Personal Injury: The “Independent” (Defense) Medical Examination Required By Law
This is part of a series of blogs that discusses what a client can expect during various stages of a personal injury case. This post addresses what happens when the defense has the Plaintiff examined by a doctor in what is incorrectly referred to as an “Independent Medical Examination.”
Any personal injury Defendant has a right to have a Plaintiff examined by a doctor of the Defendant’s choice. The law places two main conditions on the examination:
- The examination may not include any diagnostic test or procedure that is painful, protracted, or intrusive; and
- The examination must be conducted within 75 miles of the Plaintiff’s residence.
Whenever a Plaintiff claims continuing injuries, the Defendant will have the Plaintiff examined by the Defendant’s doctor of choice.
The doctor will usually match the same type of doctor that the Plaintiff has been seeing to treat his or her injuries – if the Plaintiff has been seeing a neurosurgeon for example, the Defendant will usually require the Plaintiff to see their own neurosurgeon.
The Defendant may also ask the Court to have the Plaintiff examined by multiple doctors if the Plaintiff has multiple injuries that are being treated in different areas of medicine. Most of the time, the Courts will allow examinations by multiple physicians – especially if the Plaintiff will be calling multiple doctors at trial to testify.
A Defense (Not Independent) Medical Examination
This examination has often been referred to as an Independent Medical Examination (IME). However, there is nothing “independent” about it. The physician is not neutral. S/He is hired and paid for by the defense – usually the insurance company.
The doctor examines the Plaintiff, writes a report and then testifies on behalf of the defense. Usually this is a doctor who has been hired by the insurance company many times, and is an advocate for the insurer. Many of them earn hundreds of thousand dollars to over a million dollars per year working for the defense and testifying against Plaintiffs.
This is usually much more money, for much less time, than the doctor makes in his or her main practice. That is why it is more accurately referred to as a “Defense Medical Examination.”
What To Do When the Defense Requires an IME
If a Plaintiff’s attorney receives a notice to have the Plaintiff examined, the first thing that the attorney will do is ensure the physician is of the same discipline of the doctor that has treated the Plaintiff. If the attorney believes that the examination is noticed properly and will proceed by law, the attorney should respond with a written notice with conditions of the examination.
If the examination is not properly noticed (too many examinations, not a correct medical discipline, too far from the Plaintiff’s residence, etc.), an injury attorney can send a written objection. Separate conditions apply to mental examinations, which will be addressed in a future article.
Attending the Examination
The Plaintiff should never attend the examination alone.
Some attorneys attend the examination with the Plaintiff. Other attorneys send an “observer” with the Plaintiff – sometimes a nurse or someone else with medical training to record the type of tests performed by the insurance doctor. There are pros and cons to each.
The examination may be audio recorded by either the Plaintiff or the doctor. Whether it’s the attorney or an “observer”, it’s imperative that someone attends with the Plaintiff.
At the Defense Examination
The Plaintiff should never fill out any paperwork at the doctor’s office.
There is no requirement to do so, and will only be used against the Plaintiff.

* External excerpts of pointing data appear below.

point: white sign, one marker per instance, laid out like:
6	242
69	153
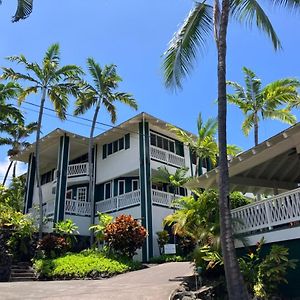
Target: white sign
170	249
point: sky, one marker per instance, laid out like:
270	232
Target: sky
134	34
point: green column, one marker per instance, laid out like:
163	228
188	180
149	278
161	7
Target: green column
29	183
145	184
61	186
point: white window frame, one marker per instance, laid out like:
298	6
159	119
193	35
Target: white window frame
135	180
105	187
79	190
119	181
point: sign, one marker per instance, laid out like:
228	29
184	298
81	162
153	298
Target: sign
170	249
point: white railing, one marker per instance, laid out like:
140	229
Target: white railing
281	209
166	157
119	202
163	198
81	208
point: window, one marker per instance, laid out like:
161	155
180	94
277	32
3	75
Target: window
81	194
107	190
121	187
117	145
47	177
135	184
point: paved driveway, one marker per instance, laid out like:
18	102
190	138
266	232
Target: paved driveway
154	283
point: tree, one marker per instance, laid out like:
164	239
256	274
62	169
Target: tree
17	132
259	103
23	11
205	145
102	93
52	81
203	20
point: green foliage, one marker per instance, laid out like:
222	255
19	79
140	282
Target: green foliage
125	235
13	196
53	246
87	264
272	271
166	258
99	229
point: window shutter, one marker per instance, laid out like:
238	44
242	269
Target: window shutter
104	151
127	141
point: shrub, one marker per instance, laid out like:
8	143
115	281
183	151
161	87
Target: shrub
87	264
53	246
125	235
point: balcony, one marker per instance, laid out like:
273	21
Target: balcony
280	211
166	157
77	173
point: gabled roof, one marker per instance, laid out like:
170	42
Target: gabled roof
272	165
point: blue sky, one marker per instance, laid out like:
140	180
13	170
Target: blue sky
133	34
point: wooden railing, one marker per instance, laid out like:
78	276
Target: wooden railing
166	157
119	202
81	208
279	210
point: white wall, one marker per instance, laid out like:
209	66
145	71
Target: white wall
118	163
158	214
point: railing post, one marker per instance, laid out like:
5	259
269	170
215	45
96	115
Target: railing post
268	214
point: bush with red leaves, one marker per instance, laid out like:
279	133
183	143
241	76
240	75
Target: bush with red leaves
53	246
125	235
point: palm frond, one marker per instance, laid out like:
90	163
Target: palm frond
182	51
24	9
248	11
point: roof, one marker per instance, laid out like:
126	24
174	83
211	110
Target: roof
272	165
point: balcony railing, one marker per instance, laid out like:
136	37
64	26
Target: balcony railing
166	157
119	202
163	198
266	214
81	208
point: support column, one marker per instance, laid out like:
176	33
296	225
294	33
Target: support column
61	185
145	183
29	183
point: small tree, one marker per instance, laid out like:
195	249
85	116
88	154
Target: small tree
99	229
125	235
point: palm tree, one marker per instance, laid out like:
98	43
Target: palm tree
102	93
259	103
205	145
23	11
203	20
53	81
17	132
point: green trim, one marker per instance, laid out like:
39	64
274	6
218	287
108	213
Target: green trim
143	189
148	189
29	183
61	186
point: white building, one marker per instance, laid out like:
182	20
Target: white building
125	158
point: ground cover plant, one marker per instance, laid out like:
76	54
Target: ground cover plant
87	264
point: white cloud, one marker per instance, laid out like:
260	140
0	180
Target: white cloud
21	169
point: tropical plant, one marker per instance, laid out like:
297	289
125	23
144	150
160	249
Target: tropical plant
175	181
203	20
204	146
17	132
125	235
258	103
101	93
99	229
53	81
23	11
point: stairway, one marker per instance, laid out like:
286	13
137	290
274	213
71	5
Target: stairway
22	271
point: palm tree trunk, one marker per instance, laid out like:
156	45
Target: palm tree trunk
37	158
7	172
255	130
91	197
235	285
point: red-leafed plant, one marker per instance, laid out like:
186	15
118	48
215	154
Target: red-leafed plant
125	235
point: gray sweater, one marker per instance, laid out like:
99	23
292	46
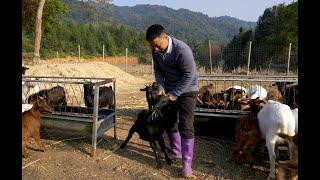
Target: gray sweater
176	71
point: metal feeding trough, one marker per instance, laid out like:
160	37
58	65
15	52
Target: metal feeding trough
75	116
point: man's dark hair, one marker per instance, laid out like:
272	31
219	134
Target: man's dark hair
154	31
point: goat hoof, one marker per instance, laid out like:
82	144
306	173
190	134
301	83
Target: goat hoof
159	166
122	146
169	161
270	177
25	155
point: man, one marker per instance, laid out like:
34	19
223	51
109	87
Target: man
176	76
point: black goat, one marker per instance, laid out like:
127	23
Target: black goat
150	125
151	94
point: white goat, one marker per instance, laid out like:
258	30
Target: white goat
274	118
295	114
257	91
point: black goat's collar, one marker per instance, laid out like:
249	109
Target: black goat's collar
154	115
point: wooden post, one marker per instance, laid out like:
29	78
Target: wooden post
288	70
249	57
210	57
269	65
37	40
126	60
103	53
79	52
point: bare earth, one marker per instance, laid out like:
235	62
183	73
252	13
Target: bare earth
68	158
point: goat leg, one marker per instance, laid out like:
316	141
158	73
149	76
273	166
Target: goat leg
154	148
37	139
127	139
164	149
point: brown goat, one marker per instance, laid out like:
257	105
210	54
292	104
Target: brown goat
247	134
31	124
289	169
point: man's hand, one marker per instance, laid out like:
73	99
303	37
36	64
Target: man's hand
160	92
171	97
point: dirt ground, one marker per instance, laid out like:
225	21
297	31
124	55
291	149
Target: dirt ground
67	154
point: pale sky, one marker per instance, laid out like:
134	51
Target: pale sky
248	10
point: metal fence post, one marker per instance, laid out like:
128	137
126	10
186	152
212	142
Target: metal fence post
126	60
288	68
210	57
115	110
249	58
151	66
79	52
95	121
103	53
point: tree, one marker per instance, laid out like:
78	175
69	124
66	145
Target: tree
38	21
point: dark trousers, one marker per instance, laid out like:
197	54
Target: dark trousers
181	117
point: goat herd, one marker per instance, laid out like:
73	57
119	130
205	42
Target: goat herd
269	119
36	101
273	117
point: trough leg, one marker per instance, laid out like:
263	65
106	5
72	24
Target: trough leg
115	129
154	148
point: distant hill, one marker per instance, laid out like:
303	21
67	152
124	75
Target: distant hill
182	23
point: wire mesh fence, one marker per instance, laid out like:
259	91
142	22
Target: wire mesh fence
251	59
241	59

Despite the fact that it’s not required, almost every office will attempt to have the Plaintiff complete paperwork.
Either the doctor or a “historian” will take an oral history of the accident and injury. Some attorneys do not allow their clients to give any history whatsoever. Others allow a brief history regarding the specific injury or treatment—just enough to allow the doctor to perform an examination.

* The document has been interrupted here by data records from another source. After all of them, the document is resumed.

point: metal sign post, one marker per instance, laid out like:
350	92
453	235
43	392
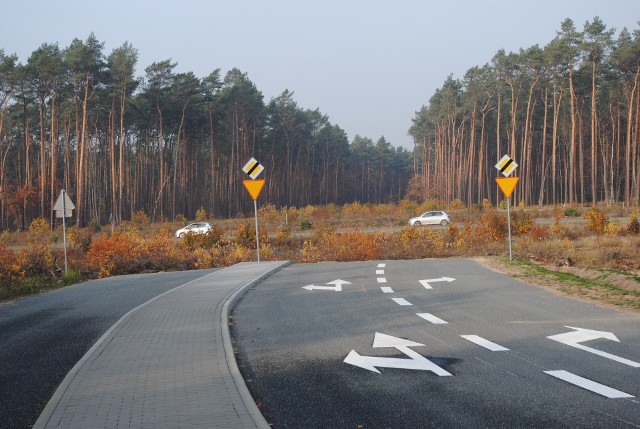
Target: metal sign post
253	169
506	166
63	208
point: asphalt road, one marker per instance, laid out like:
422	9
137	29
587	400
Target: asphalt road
429	370
42	337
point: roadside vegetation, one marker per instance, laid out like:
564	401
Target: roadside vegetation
584	252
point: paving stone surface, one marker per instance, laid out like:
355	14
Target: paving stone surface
166	364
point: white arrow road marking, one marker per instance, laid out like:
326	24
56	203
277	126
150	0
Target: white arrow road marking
574	338
431	318
426	282
416	361
337	286
585	383
484	343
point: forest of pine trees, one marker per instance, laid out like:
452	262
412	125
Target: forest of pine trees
168	143
567	113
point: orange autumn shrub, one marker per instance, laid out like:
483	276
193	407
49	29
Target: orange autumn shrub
343	247
114	254
10	271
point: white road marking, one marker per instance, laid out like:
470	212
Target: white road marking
337	286
426	282
587	384
431	318
416	361
484	343
578	335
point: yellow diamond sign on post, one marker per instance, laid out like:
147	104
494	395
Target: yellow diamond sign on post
506	165
507	184
254	187
253	168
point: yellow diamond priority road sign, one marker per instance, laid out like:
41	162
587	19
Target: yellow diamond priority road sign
254	187
506	165
507	184
253	168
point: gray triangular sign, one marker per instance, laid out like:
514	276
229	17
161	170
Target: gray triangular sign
68	205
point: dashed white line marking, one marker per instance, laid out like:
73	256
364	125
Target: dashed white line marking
431	318
587	384
484	343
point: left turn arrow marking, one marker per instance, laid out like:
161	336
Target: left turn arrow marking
579	335
416	361
337	286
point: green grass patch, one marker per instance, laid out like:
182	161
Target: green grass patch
568	279
622	273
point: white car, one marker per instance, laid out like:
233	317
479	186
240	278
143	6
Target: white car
431	218
194	228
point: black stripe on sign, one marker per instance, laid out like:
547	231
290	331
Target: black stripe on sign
253	168
506	165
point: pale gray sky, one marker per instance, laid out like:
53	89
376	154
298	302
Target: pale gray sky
367	64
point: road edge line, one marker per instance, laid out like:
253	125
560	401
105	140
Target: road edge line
241	386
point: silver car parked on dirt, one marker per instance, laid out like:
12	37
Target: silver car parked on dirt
194	228
434	217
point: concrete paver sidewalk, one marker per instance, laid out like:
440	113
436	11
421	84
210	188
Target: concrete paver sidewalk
166	364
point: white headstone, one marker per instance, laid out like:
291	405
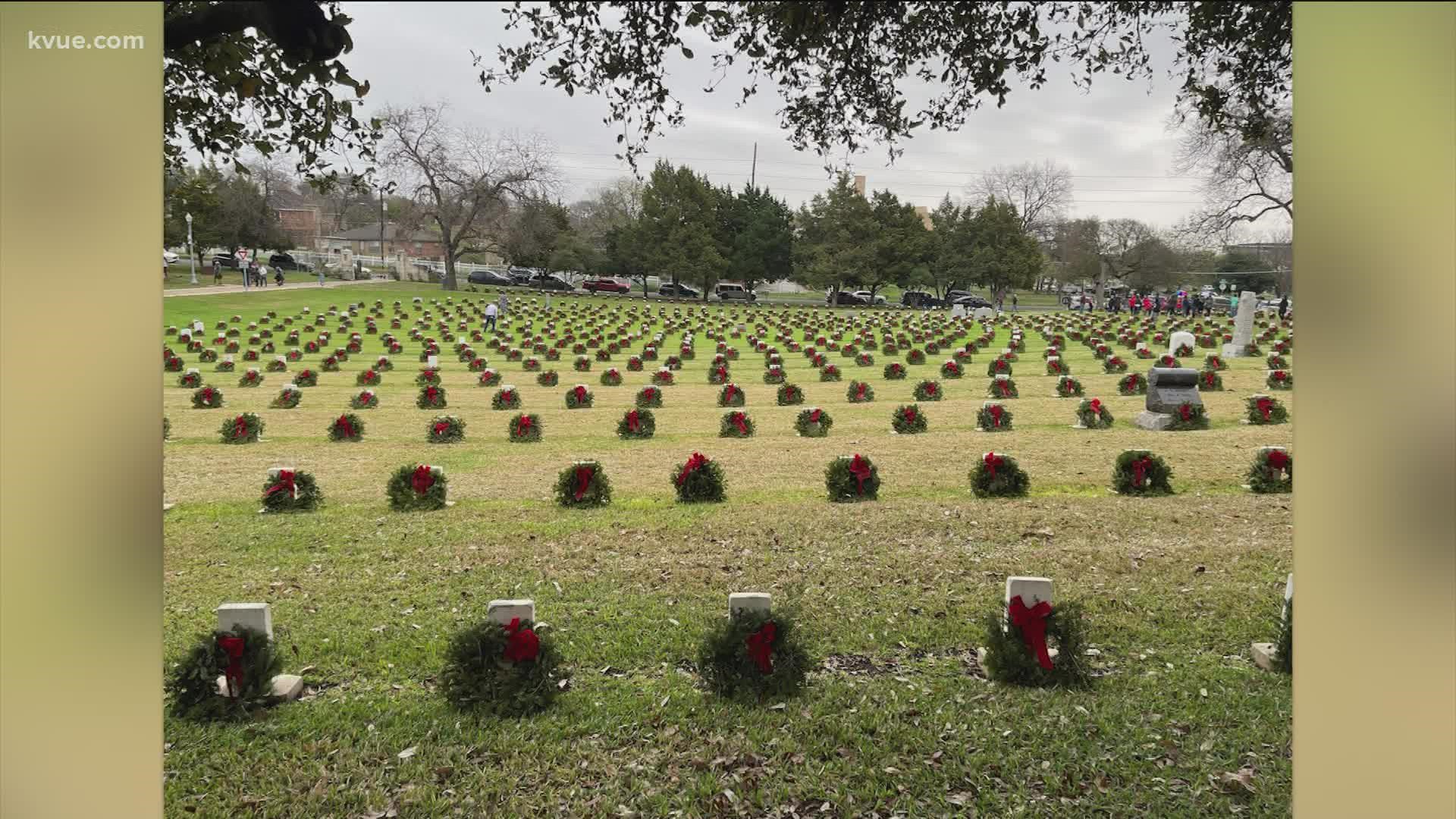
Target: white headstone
748	602
504	611
253	615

During the history and/or examination it is important to remember that no matter how charming the doctor may seem, s/he is an advocate for the defense – with financial incentive to downplay the seriousness of the Plaintiff’s injury.
It should go without saying that if the Plaintiff answers questions, the Plaintiff must do so honestly.

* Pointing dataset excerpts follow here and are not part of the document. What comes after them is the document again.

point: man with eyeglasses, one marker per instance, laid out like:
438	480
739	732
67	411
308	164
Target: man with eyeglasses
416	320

The Plaintiff must always put forth 100 percent effort during the examination. S/he may be asked to perform certain physical tests, i.e. bending, squeezing, rotating joints, etc. Besides it being dishonest not to participate to the best of injury victim’s ability, the insurance doctors are trained to spot a lack of effort or attempts to exaggerate or fake pain.
Report and Record Review
The Plaintiff’s attorney will demand a copy of any report generated by the Defense’s doctor. This usually includes the main report of the examination, which should set forth the tests conducted during the examination and any opinions or conclusions reached by the doctor.
Many times, the insurance company will send medical records to the examining doctor to review. The doctor will then also produce an additional report called a Record Review.
In this Record Review, the doctor summarizes the records and comments regarding the treatment of the Plaintiff. It is extremely important to make sure the attorney for the Plaintiff obtains both the Report and the Record Review, as the doctor will often bury most of his/her critiques and important opinions in the Record Review.
Being adequately prepared for the Defense Medical Examination will lead to the Plaintiff’s attorney properly dealing with the Defense doctor at deposition and/or trial. Cross-examining a Defense Doctor will be addressed in a separate blog.